Can new rules curb prepaid card fees?
Will proposed regulations on prepaid debit cards help consumers -- or just prompt banks to increase other fees?
This post comes from Quentin Fottrell at partner site SmartMoney.
The Consumer Financial Protection Bureau Wednesday announced plans to develop new protections for the prepaid cards, which allow those who don't have bank accounts to make purchases or ATM withdrawals. The agency says the regulations would aim to rein in fees by making them more transparent and help consumers to recover stolen funds.
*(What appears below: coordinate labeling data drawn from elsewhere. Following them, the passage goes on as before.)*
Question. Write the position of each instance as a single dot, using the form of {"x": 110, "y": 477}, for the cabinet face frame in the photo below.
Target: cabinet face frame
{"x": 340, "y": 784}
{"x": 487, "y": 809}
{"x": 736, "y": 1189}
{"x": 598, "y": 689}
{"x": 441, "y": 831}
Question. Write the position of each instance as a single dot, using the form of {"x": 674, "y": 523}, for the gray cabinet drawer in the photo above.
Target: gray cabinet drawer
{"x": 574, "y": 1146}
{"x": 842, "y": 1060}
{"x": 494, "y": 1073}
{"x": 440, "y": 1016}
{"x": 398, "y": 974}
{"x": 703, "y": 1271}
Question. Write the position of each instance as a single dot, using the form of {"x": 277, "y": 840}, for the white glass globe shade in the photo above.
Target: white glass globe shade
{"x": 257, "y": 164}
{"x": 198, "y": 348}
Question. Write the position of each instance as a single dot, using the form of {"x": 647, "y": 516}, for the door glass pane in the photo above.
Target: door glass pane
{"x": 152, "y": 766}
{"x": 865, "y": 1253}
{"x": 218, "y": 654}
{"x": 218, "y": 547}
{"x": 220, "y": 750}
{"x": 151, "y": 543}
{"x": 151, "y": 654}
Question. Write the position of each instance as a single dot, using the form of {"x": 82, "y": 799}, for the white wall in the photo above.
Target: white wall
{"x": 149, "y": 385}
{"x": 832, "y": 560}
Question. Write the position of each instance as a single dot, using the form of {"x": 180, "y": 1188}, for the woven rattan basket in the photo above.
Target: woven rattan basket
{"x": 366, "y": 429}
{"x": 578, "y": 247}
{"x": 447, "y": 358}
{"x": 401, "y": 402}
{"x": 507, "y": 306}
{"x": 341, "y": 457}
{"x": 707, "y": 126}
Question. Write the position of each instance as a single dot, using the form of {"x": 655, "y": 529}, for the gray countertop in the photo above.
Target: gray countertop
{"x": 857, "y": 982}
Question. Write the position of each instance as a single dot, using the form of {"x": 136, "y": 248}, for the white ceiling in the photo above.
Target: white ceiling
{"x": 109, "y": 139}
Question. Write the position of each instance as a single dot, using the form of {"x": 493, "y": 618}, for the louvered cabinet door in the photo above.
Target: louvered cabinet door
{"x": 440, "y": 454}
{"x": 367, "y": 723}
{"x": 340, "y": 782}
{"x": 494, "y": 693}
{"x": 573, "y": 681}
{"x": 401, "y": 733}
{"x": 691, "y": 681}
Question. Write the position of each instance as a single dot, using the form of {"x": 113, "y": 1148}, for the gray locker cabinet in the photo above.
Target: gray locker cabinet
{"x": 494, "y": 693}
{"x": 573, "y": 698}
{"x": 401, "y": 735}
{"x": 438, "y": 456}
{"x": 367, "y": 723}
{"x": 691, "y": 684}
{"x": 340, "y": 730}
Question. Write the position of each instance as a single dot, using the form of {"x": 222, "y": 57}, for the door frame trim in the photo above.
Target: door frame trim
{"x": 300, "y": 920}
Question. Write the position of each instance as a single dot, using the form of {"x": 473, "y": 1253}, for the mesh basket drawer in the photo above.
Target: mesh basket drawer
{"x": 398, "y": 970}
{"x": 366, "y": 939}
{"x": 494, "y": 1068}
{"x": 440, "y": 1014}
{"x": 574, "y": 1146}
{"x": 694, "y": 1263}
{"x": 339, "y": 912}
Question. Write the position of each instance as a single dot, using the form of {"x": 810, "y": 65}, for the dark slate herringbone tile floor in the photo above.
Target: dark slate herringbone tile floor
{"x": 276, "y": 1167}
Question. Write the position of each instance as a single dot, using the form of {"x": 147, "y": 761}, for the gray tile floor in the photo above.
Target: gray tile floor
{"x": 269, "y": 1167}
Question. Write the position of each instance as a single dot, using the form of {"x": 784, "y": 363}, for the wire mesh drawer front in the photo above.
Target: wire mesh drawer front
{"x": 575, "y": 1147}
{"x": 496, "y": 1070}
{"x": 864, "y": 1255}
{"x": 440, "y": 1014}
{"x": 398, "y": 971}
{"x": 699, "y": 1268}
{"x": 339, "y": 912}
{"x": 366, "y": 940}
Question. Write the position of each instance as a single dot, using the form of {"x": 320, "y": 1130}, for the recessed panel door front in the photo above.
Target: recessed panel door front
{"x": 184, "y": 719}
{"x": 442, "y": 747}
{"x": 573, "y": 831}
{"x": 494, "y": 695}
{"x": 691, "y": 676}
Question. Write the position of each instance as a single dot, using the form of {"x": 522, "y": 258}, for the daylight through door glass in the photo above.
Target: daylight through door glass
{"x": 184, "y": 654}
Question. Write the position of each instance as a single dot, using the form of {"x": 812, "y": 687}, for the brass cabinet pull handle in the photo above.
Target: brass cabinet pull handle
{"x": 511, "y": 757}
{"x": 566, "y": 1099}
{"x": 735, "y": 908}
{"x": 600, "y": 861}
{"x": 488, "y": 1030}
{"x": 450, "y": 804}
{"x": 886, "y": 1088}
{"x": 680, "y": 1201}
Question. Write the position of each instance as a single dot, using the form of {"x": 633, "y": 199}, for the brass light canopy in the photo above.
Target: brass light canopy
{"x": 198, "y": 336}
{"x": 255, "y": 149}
"Prepaid cards have far fewer regulatory protections than bank accounts or debit or credit cards," bureau director Richard Cordray said in a statement.
But the banking industry says these regulatory efforts could backfire. Nessa Feddis, vice-president and senior counsel for regulatory compliance at the American Bankers Association, says that whenever government "interferes with the market" and cuts fees, banks need to look for alternative sources of income.
For instance, after the 50% reduction in debit-card surcharges for merchants, banks turned to inactivity fees, charges for paper statements, and higher punitive fees for bounced checks to make up their losses, consumer advocates say. And when regulations cut bank overdraft fees by 4.5% in 2011, economic research firm Moebs Services Inc. says banks raised other fees more than 5%. (Post continues below.)
Tougher regulations and caps on fees often simply result in more creative charges, says John Ulzheimer, president of consumer education at SmartCredit.com. "I'm certain that the industry will subsidize any new legislation by increasing existing fees or adding new fees and then blame it on new legislation," he says.
But critics of the cards add that new regulations are an important first step toward better protecting prepaid card holders. The current lack of oversight has made prepaid cards "the Wild West of the card market," says Ed Mierzwinski, consumer program director for the nonprofit U.S. Public Interest Research Group: Some cards have a "fair fee structure," he says, while others have "outrageous fees" for adding funds, making purchases or withdrawals, and even just for owning the card.
Jean Ann Fox, director of financial services for the Consumer Federation of America, says government regulators should target overdraft fees and credit allowances. "We oppose both as unsafe for prepaid card users," she says.
Prepaid cards should not become credit cards with fewer protections, she says. They need to have the same protections that apply to debit cards, including liability limits and insurance provided by the Federal Deposit Insurance Corporation, Fox says.
Despite high fees, prepaid cards continue to rise in popularity: Consumers are projected to add $82 billion onto these cards in 2012, a figure that's expected to double to $167 billion by 2014, according to estimates by the Consumer Financial Protection Bureau. The cards are increasingly pitched at younger consumers with poor financial literacy, experts say, with many of them endorsed by celebrities.